La Bretagne candidate au déconfinement territorialisé

Comment va se passer le déconfinement après ces quatre semaines de parenthèse ? Les indicateurs épidémiologiques sont encore bien trop haut pour envisager une réouverture générale à la mi-mai, chacun en est maintenant convaincu. Le niveau des contaminations, autour de 30.000 par jour, n’autorise pas les fantaisies, car si on extrapole avec la démographie, la circulation du virus est plus élevée qu’en Inde et ses 1,3 milliard d’habitants dont on parle pourtant beaucoup actuellement. Il est vrai que là-bas, c’est le virus mutant qui avive les inquiétudes.

Dans ce contexte sanitaire, la France va donc commencer à déconfiner à petits pas et peut-être même en territorialisant la levée des freins. Autrement dit, en commençant par certains secteurs d’activités, mais aussi par certains secteurs géographiques, en commençant bien sûr par les zones où le virus circule le moins. Et donc, forcément, la Bretagne se retrouve en première ligne avec d’autant plus de légitimité que c’est dans une interview donnée au Télégramme (très largement reprise dans toute la presse française) que le ministre a évoqué cette territorialisation du déconfinement.

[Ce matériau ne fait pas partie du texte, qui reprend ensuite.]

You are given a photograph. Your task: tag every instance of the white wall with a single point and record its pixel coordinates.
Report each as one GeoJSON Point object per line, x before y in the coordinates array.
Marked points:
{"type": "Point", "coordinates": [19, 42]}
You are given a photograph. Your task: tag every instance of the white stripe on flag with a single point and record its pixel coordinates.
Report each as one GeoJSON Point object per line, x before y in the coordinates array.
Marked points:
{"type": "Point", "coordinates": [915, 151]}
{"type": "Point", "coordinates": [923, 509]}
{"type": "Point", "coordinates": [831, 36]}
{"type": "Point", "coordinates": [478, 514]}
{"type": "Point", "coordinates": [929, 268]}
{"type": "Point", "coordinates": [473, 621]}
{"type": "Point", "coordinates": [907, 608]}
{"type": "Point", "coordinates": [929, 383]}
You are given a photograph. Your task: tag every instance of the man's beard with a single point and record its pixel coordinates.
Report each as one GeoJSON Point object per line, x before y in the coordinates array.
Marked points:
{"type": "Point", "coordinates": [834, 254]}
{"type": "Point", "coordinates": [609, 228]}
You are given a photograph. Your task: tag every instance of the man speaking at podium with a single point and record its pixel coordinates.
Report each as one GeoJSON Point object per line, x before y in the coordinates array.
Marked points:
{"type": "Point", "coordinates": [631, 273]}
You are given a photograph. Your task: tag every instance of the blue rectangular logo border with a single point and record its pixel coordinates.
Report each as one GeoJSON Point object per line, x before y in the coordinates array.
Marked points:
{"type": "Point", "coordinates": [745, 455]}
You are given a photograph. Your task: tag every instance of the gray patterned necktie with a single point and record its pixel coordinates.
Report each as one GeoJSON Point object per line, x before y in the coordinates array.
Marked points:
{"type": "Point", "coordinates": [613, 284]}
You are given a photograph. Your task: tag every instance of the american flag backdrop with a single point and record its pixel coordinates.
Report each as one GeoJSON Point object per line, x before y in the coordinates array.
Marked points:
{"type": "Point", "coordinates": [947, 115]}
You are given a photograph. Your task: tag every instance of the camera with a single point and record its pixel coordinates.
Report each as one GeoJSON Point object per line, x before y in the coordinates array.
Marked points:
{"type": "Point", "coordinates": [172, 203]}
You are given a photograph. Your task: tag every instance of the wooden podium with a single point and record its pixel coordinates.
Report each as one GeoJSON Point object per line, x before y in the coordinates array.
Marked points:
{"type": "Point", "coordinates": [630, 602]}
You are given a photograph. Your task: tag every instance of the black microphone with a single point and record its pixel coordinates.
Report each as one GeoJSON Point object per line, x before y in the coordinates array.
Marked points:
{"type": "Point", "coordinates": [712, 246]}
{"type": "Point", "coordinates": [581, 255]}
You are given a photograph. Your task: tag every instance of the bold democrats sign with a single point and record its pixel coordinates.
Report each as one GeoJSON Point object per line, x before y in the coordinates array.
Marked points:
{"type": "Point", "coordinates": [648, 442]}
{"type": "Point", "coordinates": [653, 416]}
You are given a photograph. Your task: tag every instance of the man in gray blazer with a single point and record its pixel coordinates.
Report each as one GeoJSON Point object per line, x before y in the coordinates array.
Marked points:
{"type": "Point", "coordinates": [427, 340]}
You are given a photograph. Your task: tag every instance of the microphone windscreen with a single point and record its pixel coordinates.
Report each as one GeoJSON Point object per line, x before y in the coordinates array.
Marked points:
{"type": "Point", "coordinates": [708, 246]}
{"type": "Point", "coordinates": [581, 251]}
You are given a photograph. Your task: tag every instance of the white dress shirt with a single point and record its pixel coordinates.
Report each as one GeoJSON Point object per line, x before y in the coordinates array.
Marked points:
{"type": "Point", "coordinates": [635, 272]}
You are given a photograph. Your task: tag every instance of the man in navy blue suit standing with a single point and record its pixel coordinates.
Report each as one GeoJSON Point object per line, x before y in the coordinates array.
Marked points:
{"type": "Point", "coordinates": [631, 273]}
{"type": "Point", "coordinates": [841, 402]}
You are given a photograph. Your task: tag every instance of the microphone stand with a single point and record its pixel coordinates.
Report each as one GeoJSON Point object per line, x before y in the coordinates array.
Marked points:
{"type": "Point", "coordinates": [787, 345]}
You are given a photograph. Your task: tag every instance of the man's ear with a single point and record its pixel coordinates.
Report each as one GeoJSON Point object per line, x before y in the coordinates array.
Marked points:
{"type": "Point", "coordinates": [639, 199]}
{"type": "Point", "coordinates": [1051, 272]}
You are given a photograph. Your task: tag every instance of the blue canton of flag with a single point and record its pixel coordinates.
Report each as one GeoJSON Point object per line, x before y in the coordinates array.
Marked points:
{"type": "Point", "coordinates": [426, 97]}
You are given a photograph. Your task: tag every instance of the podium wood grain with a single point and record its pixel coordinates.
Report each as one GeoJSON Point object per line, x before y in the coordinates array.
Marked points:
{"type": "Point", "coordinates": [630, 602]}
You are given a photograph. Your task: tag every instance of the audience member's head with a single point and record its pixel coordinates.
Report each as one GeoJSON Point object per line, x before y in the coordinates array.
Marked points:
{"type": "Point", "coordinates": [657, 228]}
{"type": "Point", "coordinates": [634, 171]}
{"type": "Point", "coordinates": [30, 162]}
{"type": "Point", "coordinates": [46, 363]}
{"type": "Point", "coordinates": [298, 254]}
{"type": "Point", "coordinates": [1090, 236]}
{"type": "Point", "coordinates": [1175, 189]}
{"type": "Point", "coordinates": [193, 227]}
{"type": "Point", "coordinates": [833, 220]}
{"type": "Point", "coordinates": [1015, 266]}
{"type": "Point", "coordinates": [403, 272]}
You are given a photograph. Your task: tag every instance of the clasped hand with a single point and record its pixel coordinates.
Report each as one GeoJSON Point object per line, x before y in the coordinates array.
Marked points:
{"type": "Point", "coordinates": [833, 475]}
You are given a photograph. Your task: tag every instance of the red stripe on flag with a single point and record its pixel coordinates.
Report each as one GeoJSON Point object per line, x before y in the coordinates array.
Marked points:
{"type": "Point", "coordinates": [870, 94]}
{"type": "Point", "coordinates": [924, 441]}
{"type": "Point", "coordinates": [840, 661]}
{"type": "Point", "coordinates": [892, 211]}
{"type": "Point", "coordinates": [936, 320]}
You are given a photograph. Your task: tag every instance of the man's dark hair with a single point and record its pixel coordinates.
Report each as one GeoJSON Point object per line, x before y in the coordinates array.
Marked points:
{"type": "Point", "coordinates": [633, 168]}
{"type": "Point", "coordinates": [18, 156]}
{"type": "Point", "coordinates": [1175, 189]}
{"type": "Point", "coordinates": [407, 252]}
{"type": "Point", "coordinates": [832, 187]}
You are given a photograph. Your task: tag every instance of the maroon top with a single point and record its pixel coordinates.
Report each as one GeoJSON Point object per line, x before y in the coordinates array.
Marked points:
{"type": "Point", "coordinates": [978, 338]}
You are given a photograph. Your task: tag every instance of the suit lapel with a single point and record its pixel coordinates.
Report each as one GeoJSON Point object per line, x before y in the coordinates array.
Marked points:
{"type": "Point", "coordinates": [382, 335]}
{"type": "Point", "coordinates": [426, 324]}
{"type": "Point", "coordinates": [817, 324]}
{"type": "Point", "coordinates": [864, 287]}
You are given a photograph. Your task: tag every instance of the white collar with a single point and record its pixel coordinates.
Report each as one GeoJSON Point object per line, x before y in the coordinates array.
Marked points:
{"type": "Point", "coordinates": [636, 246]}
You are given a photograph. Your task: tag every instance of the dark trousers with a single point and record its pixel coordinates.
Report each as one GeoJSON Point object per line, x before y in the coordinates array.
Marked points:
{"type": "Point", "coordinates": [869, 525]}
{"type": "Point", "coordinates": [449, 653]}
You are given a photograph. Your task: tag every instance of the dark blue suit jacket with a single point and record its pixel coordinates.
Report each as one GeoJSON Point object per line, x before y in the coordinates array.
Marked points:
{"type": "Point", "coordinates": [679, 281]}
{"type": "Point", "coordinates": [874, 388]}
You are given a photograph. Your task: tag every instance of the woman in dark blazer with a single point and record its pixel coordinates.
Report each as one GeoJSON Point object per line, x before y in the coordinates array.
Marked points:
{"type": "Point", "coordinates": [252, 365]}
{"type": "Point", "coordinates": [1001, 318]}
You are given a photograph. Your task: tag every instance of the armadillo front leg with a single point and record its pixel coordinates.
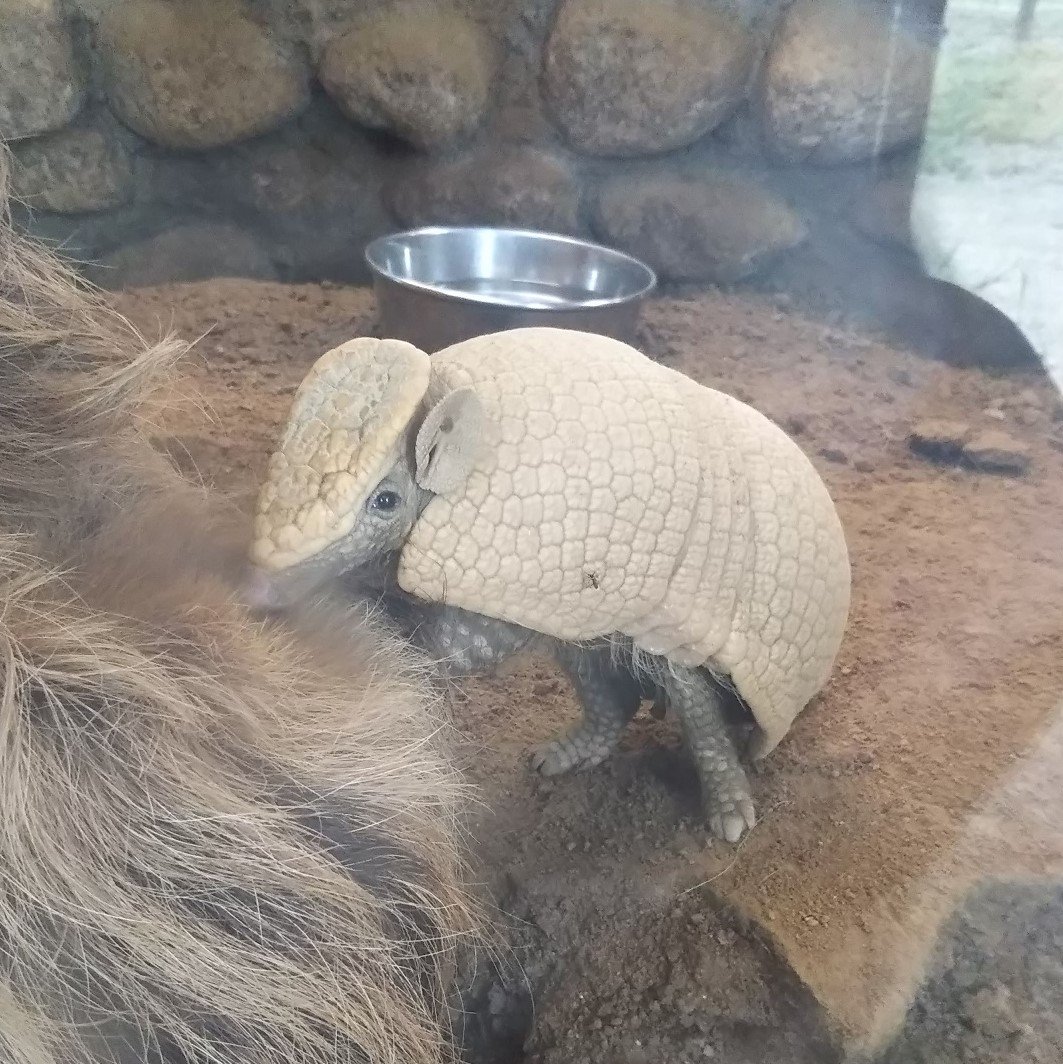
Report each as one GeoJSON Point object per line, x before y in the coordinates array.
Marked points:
{"type": "Point", "coordinates": [461, 642]}
{"type": "Point", "coordinates": [725, 788]}
{"type": "Point", "coordinates": [610, 698]}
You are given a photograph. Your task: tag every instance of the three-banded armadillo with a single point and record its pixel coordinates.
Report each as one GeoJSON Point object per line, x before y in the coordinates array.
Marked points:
{"type": "Point", "coordinates": [665, 536]}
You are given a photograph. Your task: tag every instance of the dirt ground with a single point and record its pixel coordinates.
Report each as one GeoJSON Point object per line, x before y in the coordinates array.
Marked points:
{"type": "Point", "coordinates": [928, 762]}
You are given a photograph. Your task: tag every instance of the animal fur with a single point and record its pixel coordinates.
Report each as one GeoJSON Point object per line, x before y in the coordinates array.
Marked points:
{"type": "Point", "coordinates": [221, 838]}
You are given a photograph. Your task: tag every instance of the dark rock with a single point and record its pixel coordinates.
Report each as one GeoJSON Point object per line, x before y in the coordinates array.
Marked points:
{"type": "Point", "coordinates": [515, 186]}
{"type": "Point", "coordinates": [993, 993]}
{"type": "Point", "coordinates": [835, 454]}
{"type": "Point", "coordinates": [422, 73]}
{"type": "Point", "coordinates": [197, 75]}
{"type": "Point", "coordinates": [72, 170]}
{"type": "Point", "coordinates": [42, 84]}
{"type": "Point", "coordinates": [823, 96]}
{"type": "Point", "coordinates": [721, 229]}
{"type": "Point", "coordinates": [995, 451]}
{"type": "Point", "coordinates": [627, 78]}
{"type": "Point", "coordinates": [883, 213]}
{"type": "Point", "coordinates": [939, 441]}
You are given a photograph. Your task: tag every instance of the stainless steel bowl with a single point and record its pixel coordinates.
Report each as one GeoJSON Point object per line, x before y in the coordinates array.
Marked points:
{"type": "Point", "coordinates": [439, 285]}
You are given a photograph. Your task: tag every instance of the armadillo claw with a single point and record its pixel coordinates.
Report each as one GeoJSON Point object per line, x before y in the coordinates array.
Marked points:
{"type": "Point", "coordinates": [731, 820]}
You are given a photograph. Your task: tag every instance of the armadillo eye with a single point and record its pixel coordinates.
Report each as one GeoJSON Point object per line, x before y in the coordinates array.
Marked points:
{"type": "Point", "coordinates": [385, 501]}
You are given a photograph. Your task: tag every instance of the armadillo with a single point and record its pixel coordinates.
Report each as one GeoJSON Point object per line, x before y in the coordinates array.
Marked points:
{"type": "Point", "coordinates": [669, 541]}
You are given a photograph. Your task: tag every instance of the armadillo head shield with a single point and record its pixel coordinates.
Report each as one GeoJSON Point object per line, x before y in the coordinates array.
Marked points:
{"type": "Point", "coordinates": [347, 428]}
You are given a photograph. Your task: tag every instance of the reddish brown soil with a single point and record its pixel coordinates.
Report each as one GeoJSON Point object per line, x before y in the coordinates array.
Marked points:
{"type": "Point", "coordinates": [890, 792]}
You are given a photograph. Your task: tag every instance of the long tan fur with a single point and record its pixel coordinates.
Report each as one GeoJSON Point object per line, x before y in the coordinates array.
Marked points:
{"type": "Point", "coordinates": [221, 840]}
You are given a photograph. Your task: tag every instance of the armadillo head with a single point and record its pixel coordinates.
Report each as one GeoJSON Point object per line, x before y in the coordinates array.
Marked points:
{"type": "Point", "coordinates": [363, 451]}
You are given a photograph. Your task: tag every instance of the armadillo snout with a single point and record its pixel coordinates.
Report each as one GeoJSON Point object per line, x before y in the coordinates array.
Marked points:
{"type": "Point", "coordinates": [261, 591]}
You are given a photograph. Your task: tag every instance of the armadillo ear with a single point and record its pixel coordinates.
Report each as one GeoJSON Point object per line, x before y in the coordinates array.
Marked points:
{"type": "Point", "coordinates": [448, 442]}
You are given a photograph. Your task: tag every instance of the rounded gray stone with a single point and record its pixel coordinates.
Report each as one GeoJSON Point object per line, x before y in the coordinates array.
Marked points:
{"type": "Point", "coordinates": [841, 83]}
{"type": "Point", "coordinates": [42, 84]}
{"type": "Point", "coordinates": [71, 171]}
{"type": "Point", "coordinates": [513, 186]}
{"type": "Point", "coordinates": [197, 75]}
{"type": "Point", "coordinates": [721, 229]}
{"type": "Point", "coordinates": [422, 73]}
{"type": "Point", "coordinates": [196, 251]}
{"type": "Point", "coordinates": [629, 78]}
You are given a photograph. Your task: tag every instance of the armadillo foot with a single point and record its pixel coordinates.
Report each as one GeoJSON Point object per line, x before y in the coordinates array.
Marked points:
{"type": "Point", "coordinates": [725, 788]}
{"type": "Point", "coordinates": [581, 749]}
{"type": "Point", "coordinates": [730, 821]}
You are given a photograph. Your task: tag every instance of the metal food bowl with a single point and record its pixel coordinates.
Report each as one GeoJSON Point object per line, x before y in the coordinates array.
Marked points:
{"type": "Point", "coordinates": [441, 285]}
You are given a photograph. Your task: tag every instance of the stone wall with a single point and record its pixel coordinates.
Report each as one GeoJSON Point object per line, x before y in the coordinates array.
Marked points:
{"type": "Point", "coordinates": [723, 140]}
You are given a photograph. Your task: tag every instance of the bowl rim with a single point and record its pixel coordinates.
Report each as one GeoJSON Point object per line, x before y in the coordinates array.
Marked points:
{"type": "Point", "coordinates": [442, 291]}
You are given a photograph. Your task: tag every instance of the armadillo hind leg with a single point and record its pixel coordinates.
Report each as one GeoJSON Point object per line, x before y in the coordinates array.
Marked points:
{"type": "Point", "coordinates": [610, 697]}
{"type": "Point", "coordinates": [725, 787]}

De nombreux élus bretons ont repris la balle au bond, notamment le président de région Bretagne, Loïc Chesnais-Girard, et les professionnels actuellement bridés ne sont pas en reste. Eux aussi sont candidats à une reprise qui pourrait servir d’expérimentation avant ouverture dans les autres régions.

La première question qui se pose est de savoir quels secteurs d’activité pourraient être concernés (restaurants, cinémas, théâtres…). La seconde est encore plus ardue : quel territoire retenir pour sectoriser un éventuel déconfinement ? Au niveau de la région Bretagne ? L’hypothèse paraît peu vraisemblable tant les situations sont hétérogènes. L’Ille-et-Vilaine a un taux d’incidence de 291 pour 100.000 habitants (au 21 avril) et le Finistère de 89. Pas loin de quatre fois plus. Peut-on englober dans une même mesure des départements aussi sanitairement disparates.

Et peut-on aller jusqu’à une territorialisation locale, comme l’a suggéré Loïc Chesnais-Girard ? Le président du conseil régional a même d’ores et déjà localisé le secteur de Penmarc’h  comme zone où la réouverture des bars et restaurants pourrait être anticipée par rapport au plan national. La maire de la commune, Gwenola Le Troadec, est enthousiaste, mais il est tout de même peu probable que le gouvernement aille jusqu’à faire de la dentelle bretonne pour déconfiner.

La solution la plus judicieuse serait de retenir les départements pour des mesures d’anticipation. Et pas seulement pour la Bretagne. Dans d’autres régions, on trouve des situations voisines très contrastées. Les Alpes-Maritimes, qui ont vu leur niveau d’incidence enregistrer une forte baisse, voudraient être traitées séparément d’autres départements de la même région, comme les Bouches-du-Rhône, où le virus circule trois fois plus.

Reste que la décision est entre les mains du gouvernement. Et comme la prudence y est à la hauteur du niveau de contamination nationale, il ne serait finalement pas étonnant que les pouvoirs publics laissent le déconfinement progressif dans un tiroir pour s’en tenir à un plan national uniforme.